/What Coronavirus Means for the Future of Work

What Coronavirus Means for the Future of Work

With states in varying degrees of lockdown and social distancing strongly urged, many businesses are letting employees work from home during the coronavirus pandemic.

While employers worry about productivity, companies, on average, save thousands per telecommuter. That reality, coupled with the uncertainty of this pandemic, could change what the typical workday looks like for millions of Americans. (CNBC)

With the U.S. government declaring a state of emergency due to the coronavirus, companies are enabling work-from-home structures to keep business running and help employees follow social distancing guidelines. However, working remotely has been on the rise for a while.

“The coronavirus is going to be a tipping point. We plodded along at about 10% growth a year for the last 10 years, but I foresee that this is going to really accelerate the trend,” Kate Lister, president of Global Workplace Analytics, told CNBC.
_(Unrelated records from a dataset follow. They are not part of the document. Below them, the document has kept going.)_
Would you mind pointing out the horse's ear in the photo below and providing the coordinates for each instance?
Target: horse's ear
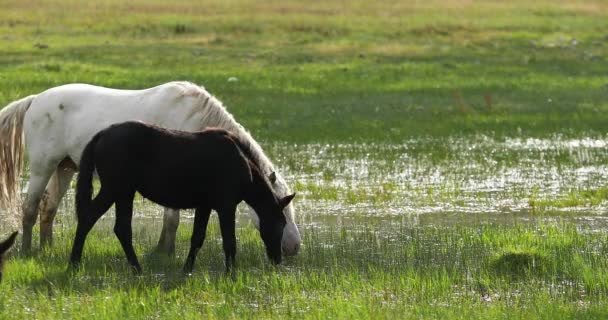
(8, 243)
(272, 177)
(286, 200)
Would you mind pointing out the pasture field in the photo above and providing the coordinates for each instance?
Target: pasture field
(450, 157)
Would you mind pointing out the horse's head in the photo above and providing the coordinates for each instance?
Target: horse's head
(271, 228)
(4, 247)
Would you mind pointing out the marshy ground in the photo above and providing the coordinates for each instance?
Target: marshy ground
(450, 158)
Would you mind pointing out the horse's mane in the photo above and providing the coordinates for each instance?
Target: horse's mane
(214, 114)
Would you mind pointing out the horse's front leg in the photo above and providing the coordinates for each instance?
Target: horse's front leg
(38, 181)
(124, 231)
(199, 228)
(102, 202)
(166, 242)
(227, 226)
(56, 189)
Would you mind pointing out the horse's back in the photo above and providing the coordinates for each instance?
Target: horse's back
(61, 120)
(173, 168)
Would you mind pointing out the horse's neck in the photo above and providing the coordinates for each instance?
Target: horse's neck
(214, 114)
(259, 195)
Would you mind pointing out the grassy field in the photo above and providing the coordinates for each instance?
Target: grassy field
(450, 156)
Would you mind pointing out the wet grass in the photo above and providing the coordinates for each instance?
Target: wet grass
(449, 157)
(397, 269)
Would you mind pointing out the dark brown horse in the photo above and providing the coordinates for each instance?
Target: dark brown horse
(206, 170)
(4, 246)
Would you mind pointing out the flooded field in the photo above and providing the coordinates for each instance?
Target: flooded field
(438, 182)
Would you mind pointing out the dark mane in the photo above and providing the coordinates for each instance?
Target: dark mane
(206, 170)
(243, 146)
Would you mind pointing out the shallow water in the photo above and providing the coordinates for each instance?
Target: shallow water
(436, 181)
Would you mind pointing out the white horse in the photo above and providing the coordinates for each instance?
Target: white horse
(59, 122)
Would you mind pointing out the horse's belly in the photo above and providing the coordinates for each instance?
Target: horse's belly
(173, 196)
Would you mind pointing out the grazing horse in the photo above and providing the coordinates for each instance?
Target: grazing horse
(210, 169)
(58, 123)
(4, 246)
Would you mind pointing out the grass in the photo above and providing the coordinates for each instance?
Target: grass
(390, 270)
(376, 72)
(449, 156)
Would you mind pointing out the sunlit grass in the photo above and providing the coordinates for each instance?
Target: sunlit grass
(449, 156)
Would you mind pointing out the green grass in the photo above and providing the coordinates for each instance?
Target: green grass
(320, 72)
(444, 153)
(536, 272)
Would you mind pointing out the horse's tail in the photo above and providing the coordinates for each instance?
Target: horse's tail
(84, 185)
(11, 151)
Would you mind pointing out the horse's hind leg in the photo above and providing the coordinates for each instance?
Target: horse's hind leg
(201, 218)
(39, 177)
(102, 202)
(124, 231)
(56, 189)
(166, 242)
(227, 226)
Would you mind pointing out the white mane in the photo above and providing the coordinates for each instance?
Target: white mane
(214, 114)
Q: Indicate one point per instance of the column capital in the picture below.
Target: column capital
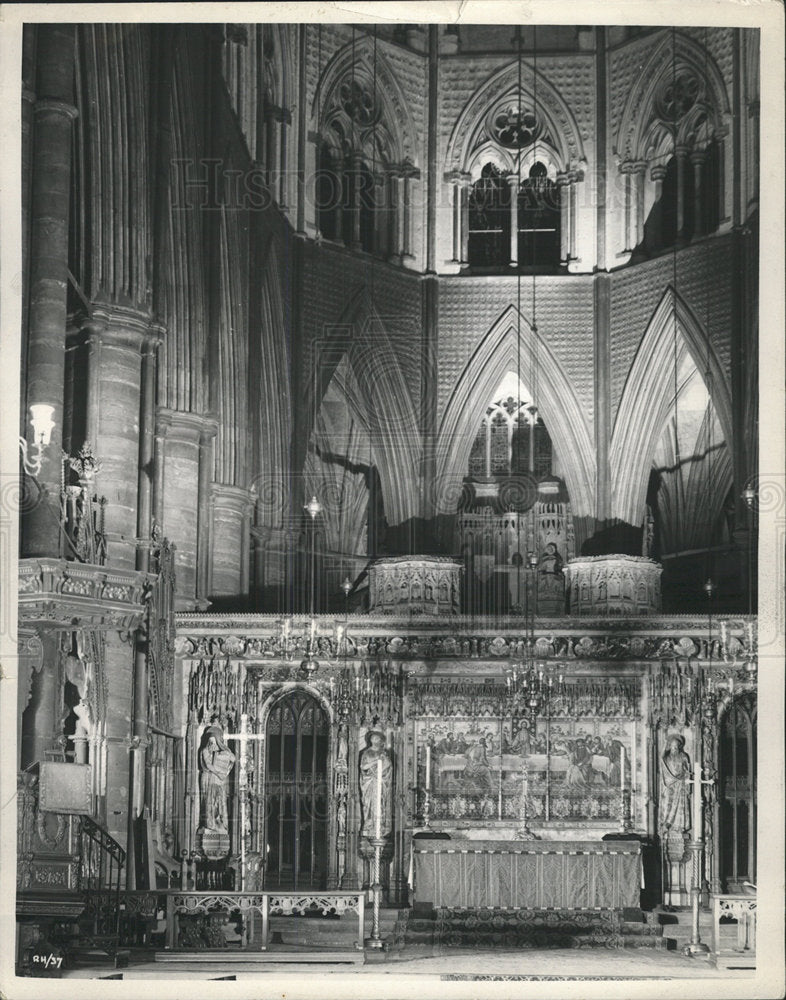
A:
(51, 106)
(408, 169)
(184, 425)
(455, 176)
(122, 325)
(234, 498)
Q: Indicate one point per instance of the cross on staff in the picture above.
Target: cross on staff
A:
(696, 946)
(242, 738)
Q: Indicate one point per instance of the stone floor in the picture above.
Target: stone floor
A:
(465, 965)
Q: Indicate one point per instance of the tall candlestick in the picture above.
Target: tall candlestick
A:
(379, 799)
(697, 801)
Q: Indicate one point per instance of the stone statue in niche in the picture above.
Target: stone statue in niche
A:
(341, 753)
(370, 774)
(675, 772)
(217, 761)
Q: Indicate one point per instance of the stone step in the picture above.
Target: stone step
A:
(271, 956)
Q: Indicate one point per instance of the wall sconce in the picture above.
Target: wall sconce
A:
(42, 423)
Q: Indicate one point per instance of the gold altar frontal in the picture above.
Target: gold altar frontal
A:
(527, 874)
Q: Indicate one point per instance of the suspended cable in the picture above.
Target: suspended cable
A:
(679, 192)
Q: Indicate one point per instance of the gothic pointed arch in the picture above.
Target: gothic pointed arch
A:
(338, 463)
(648, 395)
(389, 124)
(674, 59)
(389, 412)
(510, 339)
(554, 127)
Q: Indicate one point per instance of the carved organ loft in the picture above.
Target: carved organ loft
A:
(401, 488)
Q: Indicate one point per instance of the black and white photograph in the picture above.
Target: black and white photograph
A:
(392, 501)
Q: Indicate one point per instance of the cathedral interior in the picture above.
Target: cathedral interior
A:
(389, 505)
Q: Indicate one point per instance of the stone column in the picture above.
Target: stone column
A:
(465, 184)
(117, 335)
(410, 176)
(137, 747)
(681, 153)
(513, 194)
(697, 159)
(206, 436)
(355, 163)
(454, 179)
(119, 667)
(147, 448)
(53, 117)
(285, 120)
(270, 147)
(260, 539)
(657, 174)
(394, 205)
(626, 171)
(301, 130)
(229, 540)
(574, 177)
(183, 463)
(639, 176)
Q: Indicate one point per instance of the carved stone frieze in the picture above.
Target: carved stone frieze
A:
(260, 638)
(613, 585)
(417, 585)
(62, 594)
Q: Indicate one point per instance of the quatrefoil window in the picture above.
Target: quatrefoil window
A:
(358, 102)
(677, 96)
(514, 126)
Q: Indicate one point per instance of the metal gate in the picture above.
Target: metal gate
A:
(296, 793)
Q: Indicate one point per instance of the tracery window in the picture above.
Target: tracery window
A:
(514, 224)
(512, 440)
(362, 196)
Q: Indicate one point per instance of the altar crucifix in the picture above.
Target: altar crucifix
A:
(243, 737)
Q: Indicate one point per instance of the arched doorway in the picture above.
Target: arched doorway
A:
(737, 797)
(296, 763)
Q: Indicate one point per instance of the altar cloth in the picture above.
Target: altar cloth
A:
(527, 874)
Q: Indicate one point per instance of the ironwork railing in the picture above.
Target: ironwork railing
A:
(101, 864)
(223, 905)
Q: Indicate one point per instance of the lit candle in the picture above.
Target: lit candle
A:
(379, 799)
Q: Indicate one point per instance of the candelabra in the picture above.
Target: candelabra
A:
(42, 423)
(698, 693)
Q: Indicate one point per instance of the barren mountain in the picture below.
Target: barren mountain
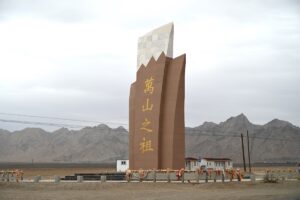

Gallup’s State of the American Workplace 2017 study found that 43% of employees work remotely with some frequency. Research indicates that in a five-day workweek, working remotely for two to three days is the most productive. That gives the employee two to three days of meetings, collaboration and interaction, with the opportunity to just focus on the work for the other half of the week.

Remote work seems like a logical precaution for many companies that employ people in the digital economy. However, not all Americans have access to the internet at home, and many work in industries that require in-person work.